SecondQuarter 2020 Financial Results

Revenue was approximately $629,000 compared to $728,000 in Q2 2019.

The Company’s backlog decreased to approximately $17.3 million as of June 30, 2020, as compared to approximately $17.6 million at December 31, 2019. The decrease in backlog is primarily attributable to work in progress or completed contracts during the first six months of 2020.

Gross profit was approximately $374,000 as compared to approximately $267,000 in Q2 2019.

Operating expenses decreased by approximately $24,000 to approximately $1.21 million in Q2 2020 compared to approximately $1.24 million in Q2 2019. The decrease was driven by a reduction in payroll and related expenses of approximately $253,000 and a reduction in marketing and business development expense of approximately $53,000, which was partially offset by an increase in general and administrative expenses, primarily due to higher legal fees and consulting expenses, of $260,000.

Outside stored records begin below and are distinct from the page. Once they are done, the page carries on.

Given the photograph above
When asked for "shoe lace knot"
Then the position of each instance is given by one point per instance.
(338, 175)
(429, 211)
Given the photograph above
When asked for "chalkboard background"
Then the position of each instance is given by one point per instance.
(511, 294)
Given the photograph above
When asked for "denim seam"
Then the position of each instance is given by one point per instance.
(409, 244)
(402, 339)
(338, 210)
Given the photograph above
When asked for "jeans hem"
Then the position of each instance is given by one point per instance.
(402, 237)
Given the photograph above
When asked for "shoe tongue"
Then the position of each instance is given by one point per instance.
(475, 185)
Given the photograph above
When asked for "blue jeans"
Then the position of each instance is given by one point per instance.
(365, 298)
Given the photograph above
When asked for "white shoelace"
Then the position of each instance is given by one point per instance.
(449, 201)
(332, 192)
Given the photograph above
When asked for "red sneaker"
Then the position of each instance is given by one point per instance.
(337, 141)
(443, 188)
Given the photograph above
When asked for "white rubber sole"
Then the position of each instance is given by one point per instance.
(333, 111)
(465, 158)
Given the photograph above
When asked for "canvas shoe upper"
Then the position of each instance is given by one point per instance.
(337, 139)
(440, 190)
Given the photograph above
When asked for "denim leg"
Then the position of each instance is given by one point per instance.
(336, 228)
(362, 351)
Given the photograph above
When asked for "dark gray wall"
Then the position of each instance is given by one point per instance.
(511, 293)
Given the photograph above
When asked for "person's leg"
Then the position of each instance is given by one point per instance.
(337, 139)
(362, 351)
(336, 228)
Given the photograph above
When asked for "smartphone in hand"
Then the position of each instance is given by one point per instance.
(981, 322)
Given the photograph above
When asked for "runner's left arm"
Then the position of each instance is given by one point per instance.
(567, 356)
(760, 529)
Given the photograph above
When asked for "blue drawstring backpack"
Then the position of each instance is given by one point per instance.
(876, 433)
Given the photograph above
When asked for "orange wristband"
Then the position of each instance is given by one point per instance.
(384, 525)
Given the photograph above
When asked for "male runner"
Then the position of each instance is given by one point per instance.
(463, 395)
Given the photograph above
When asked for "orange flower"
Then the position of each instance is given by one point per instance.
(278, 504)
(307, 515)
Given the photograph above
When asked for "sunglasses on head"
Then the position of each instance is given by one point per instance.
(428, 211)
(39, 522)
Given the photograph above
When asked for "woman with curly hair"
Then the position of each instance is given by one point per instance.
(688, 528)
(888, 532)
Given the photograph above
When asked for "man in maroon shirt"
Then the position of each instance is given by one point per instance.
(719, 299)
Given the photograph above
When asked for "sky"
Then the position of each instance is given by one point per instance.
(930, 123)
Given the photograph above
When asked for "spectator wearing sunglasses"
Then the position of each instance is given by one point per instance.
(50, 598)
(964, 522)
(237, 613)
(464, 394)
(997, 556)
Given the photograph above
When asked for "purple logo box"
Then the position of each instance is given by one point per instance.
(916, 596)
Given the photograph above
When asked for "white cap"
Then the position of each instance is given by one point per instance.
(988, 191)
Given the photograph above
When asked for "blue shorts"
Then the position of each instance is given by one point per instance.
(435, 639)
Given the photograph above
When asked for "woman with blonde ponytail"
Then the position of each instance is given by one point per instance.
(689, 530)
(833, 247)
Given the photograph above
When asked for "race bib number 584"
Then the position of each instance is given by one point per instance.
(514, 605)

Net loss totaled approximately $838,000, or $(0.16) per basic and diluted share, compared to a net loss of approximately $972,000, or $(4.02) per basic and diluted share, in Q2 2019.

Adjusted EBITDA loss was approximately $533,000 compared to an Adjusted EBITDA loss of approximately $755,000 in Q2 2019. See below under the heading “Use of Non-GAAP Financial Information” for a discussion of Adjusted EBITDA and a reconciliation of such measure to the most comparable measure calculated under U.S. generally accepted accounting principles (“GAAP”).


BalanceSheet

Cash and cash equivalents at June 30, 2020 totaled approximately $16.1 million, as compared to approximately $1.6 million at December 31, 2019.

Further details about the Company’s results will be available in its Quarterly Report on Form 10-Q, accessible in the investor relations section of the Company’s website at www.sgblocks.com and through the U.S. Securities and Exchange Commission’s website.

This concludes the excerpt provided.